Plumper Poultry

June 24, 2008 12:00:00 AM PDT
Next time you go to buy chicken, you should look closely at the label. Shopping at the grocery store, chicken or turkey can be a good choice for dinner.But when you get to the checkout counter, you may find you're paying meaty prices for salt water. Take these chicken wings from Peco Farms. A close look at the label shows they've been "enhanced with up to 15 percent chicken broth?" and "protected with up to eight percent chicken broth glaze."

Kim Kleman, Consumer Reports, says "Some poultry companies have been injecting products with broth or immersing them in salty solutions to try to make them tastier and more tender. But pumping up meat can also add water weight and sodium."

Consumer Reports has been examining the food you eat for decades. This time it's taking a closer look at poultry. "Our reporter found chicken and turkey products with up to 30 percent of their weight with broth, flavoring solution, or water. Plus sodium levels were far higher than in poultry that hadn't been juiced up," says Kleman.

This pre-stage premium young turkey breast "contains approximately 15% of a solution." At a cost of $14.61 that means you could be paying up to $2.19 for the added liquid. And this enhanced turkey has a hefty 390 milligrams of sodium per serving.

And look at this package of Tyson chicken wing sections. "100% all natural" is easy to see. But you have to take a much closer look at the smaller print to find it "contains up to 12% natural chicken broth."

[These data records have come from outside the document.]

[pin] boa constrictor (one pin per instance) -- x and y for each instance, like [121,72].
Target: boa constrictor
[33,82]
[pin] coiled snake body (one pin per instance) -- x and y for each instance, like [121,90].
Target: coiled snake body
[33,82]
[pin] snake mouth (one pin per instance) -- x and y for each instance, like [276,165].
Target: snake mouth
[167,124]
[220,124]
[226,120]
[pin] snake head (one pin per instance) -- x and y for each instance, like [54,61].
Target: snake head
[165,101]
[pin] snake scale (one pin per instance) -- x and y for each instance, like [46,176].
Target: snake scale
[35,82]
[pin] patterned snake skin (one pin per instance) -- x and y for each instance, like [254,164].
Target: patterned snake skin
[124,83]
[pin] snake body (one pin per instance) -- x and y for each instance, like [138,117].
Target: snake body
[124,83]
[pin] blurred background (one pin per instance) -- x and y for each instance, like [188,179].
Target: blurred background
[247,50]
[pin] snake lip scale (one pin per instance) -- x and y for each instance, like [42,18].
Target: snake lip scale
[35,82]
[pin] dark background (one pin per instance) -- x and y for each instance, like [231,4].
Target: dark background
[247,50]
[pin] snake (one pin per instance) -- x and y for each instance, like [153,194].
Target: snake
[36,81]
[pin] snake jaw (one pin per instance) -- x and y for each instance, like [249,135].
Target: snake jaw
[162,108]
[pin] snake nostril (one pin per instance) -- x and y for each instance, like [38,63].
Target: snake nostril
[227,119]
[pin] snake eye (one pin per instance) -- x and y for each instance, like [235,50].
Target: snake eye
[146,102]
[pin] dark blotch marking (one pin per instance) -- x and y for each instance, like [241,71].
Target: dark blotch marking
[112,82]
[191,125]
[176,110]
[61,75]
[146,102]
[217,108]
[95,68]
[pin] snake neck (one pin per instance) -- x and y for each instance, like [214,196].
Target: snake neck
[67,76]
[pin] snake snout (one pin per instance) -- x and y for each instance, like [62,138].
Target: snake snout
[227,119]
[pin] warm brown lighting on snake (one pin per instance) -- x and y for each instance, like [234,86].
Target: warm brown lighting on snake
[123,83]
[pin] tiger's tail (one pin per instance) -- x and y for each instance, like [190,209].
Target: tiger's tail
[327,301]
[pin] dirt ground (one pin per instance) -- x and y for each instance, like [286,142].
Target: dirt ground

Kleman says "Seventy percent of people Consumer Reports surveyed last year said that they think the label 'natural' should mean no salt water is added. For now though, if you want to avoid extra sodium or paying for liquid in poultry you need to read labels carefully."

Consumer Reports says when you see poultry with one to three percent liquid that's probably from processing, not water or broth that's been added.

The department of agriculture is under pressure from congress and some in the poultry industry to tighten the rules on enhanced poultry. The USDA says it's looking into the practice.